Contribution of metabolic pathways associated with caloric restriction on the attenuation of cisplatin-induced nephrotoxicity: direct actions and potential modulation of cell cycle pathways, regulated necrosis and DNA repair

Abstract

The chemotherapeutic agent cisplatin has been used against solid tumors for decades, but it also causes a high incidence of acute and chronic nephrotoxicity.

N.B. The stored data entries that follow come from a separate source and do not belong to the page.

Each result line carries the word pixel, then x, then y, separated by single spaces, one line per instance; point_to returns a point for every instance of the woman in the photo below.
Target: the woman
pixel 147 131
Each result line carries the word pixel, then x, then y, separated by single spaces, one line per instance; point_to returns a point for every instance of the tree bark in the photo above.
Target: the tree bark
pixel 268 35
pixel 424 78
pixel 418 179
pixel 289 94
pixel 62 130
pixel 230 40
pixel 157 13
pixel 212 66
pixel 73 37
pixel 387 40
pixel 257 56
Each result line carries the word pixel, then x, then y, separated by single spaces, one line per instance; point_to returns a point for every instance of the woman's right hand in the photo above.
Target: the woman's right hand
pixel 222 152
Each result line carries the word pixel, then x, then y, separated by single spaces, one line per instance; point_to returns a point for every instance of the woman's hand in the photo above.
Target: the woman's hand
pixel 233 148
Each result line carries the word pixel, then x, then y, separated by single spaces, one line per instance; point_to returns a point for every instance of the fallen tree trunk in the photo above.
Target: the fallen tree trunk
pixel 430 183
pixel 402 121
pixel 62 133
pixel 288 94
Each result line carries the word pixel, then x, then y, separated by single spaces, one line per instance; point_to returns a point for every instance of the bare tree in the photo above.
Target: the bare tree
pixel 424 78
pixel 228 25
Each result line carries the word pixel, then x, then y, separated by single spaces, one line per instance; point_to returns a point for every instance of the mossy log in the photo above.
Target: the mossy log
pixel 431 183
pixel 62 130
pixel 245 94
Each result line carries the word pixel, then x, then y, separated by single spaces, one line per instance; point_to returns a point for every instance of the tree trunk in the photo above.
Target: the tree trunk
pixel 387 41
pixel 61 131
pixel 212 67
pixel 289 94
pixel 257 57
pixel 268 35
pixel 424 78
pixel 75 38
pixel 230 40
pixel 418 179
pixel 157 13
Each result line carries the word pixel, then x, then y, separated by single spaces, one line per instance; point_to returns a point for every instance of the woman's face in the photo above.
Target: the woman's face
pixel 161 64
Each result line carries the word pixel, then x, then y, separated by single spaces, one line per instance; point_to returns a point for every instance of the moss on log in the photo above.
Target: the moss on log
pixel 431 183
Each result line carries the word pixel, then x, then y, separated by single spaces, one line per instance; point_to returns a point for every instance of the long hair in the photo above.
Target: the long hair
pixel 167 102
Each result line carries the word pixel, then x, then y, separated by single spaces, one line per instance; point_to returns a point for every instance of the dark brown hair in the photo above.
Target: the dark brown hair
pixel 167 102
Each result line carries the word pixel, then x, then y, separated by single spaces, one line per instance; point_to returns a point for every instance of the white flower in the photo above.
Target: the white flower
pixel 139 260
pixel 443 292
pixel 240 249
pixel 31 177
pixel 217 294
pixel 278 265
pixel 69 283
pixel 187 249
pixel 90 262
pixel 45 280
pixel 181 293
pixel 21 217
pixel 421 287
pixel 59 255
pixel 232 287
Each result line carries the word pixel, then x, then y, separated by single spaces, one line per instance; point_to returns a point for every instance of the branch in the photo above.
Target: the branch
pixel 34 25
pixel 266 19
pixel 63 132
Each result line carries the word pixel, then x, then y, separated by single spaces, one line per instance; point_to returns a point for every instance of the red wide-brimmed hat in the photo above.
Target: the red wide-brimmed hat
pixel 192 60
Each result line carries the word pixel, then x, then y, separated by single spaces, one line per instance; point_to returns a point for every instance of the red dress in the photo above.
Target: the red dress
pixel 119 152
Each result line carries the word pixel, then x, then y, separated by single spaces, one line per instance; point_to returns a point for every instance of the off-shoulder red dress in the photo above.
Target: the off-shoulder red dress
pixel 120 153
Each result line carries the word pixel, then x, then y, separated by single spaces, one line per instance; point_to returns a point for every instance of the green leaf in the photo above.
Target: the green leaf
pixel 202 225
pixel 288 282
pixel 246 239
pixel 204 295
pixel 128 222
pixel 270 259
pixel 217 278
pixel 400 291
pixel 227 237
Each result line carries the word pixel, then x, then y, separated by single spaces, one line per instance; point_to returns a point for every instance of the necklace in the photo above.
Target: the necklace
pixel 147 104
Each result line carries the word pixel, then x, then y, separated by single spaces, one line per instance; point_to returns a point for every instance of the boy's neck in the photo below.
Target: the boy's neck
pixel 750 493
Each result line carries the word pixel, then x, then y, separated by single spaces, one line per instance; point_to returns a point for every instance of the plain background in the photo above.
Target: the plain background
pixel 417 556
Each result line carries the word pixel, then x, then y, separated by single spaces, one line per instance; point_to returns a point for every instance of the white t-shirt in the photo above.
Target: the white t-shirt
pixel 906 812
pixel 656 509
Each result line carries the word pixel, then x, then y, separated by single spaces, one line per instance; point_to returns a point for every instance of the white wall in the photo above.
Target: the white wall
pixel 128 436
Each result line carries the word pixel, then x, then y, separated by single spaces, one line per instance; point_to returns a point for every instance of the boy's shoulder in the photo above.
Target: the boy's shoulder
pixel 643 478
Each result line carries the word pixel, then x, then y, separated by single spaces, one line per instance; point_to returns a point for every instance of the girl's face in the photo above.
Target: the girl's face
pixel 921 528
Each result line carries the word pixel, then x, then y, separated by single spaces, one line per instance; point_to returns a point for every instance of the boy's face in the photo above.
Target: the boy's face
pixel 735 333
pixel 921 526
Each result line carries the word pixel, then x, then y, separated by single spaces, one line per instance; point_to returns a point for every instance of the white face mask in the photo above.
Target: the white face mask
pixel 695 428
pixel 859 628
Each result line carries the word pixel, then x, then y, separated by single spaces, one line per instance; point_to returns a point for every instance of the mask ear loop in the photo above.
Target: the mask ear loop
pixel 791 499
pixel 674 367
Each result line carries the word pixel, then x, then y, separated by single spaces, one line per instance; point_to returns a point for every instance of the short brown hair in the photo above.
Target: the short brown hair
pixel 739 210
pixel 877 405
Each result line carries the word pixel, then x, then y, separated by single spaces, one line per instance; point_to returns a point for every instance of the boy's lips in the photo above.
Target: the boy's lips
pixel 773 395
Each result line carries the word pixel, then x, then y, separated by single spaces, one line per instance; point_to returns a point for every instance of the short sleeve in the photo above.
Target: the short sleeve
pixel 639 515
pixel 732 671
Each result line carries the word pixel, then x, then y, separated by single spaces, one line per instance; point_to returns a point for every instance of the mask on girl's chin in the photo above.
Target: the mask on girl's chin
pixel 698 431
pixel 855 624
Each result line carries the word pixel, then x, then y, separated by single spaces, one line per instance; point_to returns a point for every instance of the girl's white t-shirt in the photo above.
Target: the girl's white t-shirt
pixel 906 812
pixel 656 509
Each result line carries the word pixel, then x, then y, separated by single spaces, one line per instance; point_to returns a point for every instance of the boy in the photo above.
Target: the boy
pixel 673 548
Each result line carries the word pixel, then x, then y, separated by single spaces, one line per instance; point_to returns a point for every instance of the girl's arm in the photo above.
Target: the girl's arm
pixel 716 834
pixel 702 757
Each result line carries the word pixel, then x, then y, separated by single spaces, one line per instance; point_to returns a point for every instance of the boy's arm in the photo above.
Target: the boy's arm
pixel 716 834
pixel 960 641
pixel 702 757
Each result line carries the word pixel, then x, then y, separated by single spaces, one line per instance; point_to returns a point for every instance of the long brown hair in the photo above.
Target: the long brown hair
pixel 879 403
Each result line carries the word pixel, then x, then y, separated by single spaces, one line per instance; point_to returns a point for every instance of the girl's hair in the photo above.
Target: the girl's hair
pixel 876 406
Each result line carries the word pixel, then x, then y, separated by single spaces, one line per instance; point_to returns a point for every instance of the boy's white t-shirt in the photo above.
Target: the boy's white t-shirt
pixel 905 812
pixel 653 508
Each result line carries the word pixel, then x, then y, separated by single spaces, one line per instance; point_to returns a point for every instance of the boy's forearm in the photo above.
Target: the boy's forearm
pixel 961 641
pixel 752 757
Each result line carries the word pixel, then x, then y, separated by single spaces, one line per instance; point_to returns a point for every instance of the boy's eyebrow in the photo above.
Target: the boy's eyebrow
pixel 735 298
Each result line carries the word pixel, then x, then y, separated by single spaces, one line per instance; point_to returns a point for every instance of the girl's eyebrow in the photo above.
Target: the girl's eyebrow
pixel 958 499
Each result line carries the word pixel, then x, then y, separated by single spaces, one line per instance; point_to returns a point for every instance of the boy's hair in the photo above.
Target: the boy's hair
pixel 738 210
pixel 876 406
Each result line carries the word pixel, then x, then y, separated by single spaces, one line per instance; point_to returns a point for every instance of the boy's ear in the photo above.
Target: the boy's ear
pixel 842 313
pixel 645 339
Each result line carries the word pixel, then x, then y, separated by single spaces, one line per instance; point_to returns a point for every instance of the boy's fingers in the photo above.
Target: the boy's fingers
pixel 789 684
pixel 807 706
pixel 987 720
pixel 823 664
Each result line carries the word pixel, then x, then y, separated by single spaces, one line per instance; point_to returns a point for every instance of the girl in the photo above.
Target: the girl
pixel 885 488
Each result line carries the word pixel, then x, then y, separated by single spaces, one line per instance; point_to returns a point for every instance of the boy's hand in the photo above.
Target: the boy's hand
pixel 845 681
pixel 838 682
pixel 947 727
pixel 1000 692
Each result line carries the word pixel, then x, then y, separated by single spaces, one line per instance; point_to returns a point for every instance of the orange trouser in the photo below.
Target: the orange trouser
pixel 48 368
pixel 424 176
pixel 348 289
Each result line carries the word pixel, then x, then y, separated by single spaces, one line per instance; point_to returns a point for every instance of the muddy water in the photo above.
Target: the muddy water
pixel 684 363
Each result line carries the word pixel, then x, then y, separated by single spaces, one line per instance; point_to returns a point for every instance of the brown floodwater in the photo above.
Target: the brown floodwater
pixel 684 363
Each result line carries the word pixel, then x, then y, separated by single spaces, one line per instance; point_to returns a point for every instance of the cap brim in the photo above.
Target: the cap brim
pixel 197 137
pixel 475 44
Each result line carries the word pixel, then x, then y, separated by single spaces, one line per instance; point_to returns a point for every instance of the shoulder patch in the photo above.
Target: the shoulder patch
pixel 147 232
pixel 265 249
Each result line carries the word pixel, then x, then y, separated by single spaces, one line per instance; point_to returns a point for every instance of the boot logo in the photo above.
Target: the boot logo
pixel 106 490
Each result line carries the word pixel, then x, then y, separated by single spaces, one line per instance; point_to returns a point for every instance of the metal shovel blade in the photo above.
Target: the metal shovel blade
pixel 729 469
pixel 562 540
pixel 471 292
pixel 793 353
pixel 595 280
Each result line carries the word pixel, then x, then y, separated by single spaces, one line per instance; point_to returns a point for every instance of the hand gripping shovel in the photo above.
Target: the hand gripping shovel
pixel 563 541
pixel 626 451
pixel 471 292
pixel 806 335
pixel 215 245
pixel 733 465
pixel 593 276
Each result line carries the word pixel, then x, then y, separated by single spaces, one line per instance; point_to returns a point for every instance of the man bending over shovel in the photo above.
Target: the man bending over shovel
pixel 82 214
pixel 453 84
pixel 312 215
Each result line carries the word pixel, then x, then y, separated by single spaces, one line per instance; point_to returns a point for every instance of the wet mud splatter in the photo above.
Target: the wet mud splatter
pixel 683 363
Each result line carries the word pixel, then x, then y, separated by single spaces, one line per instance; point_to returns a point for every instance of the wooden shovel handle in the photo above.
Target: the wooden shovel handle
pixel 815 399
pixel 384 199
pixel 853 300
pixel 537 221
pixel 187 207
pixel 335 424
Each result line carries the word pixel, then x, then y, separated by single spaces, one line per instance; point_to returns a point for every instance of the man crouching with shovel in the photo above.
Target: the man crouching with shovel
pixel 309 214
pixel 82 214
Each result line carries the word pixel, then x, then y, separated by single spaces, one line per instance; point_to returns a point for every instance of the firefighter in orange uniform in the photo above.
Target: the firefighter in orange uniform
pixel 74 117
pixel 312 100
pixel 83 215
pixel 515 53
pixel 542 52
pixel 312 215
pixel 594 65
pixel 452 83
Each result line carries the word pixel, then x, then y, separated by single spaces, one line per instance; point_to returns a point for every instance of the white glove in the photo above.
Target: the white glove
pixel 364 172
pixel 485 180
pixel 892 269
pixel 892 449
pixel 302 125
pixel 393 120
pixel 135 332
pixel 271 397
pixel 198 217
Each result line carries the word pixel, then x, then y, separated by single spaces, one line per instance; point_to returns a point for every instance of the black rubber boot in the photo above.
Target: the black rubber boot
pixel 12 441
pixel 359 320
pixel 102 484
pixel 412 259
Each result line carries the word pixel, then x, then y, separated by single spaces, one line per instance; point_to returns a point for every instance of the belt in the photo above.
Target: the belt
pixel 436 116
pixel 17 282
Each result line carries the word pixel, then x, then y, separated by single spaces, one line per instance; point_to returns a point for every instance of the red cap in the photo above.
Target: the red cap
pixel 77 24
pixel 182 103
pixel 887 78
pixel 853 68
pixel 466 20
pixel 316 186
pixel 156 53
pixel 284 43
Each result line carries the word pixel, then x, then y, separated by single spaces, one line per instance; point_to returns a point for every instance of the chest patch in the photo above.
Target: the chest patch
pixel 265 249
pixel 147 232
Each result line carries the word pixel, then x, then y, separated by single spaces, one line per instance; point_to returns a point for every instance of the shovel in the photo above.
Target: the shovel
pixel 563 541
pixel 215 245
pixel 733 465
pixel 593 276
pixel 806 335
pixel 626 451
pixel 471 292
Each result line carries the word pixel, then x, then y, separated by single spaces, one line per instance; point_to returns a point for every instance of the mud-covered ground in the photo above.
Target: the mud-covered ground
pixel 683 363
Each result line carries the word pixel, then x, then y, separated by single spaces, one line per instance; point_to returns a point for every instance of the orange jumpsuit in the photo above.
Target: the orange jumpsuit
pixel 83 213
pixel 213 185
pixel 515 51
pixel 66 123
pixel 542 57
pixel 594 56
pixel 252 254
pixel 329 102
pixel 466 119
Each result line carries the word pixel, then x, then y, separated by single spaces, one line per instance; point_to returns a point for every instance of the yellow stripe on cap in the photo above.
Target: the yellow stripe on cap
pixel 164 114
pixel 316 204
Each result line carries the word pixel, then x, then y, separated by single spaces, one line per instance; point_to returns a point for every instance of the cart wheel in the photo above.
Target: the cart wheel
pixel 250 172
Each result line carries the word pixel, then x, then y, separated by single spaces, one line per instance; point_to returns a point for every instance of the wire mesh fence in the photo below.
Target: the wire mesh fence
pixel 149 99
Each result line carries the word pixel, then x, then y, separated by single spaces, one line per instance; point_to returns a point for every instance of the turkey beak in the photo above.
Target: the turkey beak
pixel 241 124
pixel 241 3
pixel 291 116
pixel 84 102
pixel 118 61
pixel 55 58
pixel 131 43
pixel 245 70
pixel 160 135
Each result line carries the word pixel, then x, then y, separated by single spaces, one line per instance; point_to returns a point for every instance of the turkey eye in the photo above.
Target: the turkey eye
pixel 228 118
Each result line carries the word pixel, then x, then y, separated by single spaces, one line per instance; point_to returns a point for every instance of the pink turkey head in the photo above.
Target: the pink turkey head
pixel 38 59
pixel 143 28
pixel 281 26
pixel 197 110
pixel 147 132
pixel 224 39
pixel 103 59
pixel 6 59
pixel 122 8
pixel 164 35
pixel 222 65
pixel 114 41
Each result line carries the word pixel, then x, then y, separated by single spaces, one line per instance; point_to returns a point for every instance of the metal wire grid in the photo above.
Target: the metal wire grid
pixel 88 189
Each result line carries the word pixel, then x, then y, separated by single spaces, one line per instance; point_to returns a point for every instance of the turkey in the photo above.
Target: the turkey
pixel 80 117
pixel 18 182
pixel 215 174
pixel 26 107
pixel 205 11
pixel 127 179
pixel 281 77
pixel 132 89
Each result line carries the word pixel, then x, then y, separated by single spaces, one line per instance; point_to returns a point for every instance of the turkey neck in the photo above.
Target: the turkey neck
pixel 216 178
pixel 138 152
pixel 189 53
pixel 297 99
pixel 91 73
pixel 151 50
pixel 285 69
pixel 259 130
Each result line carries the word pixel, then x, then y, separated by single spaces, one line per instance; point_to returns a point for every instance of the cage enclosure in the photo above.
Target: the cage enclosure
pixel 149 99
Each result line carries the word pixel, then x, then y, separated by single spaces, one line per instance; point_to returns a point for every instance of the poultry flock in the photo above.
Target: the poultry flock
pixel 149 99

Cisplatin-induced renal dysfunction seems to occur due to both direct DNA damage and depletion of antioxidants in renal cells, particularly from proximal tubule. The initial injury in this segment after cisplatin treatment induce a process characterized by mitochondrial dysfunction, necrosis and inflammatory senescence, which might lead to a setting of inflammation, fibrosis and capillary rarefaction throughout the organ. Evidence suggests that the magnitude of damage and the time necessary for cell repair can determine a nephrotoxic outcome or a proper restoration of renal function after cisplatin insult. Therefore, understanding the mechanisms associated with renal recovery from cisplatin-induced damage, both at control conditions and after pharmacological and/or dietary approaches, might create new therapeutic protocols to reduce the likelihood of acute and/or chronic renal dysfunction in clinical settings. In the present project, we intend to further assess the molecular and cellular mechanisms associated with the decreased nephrotoxicity conferred by caloric restriction, including the potential contribution of classical pathways involved in metabolic reprogramming and cell cycle/DNA repair.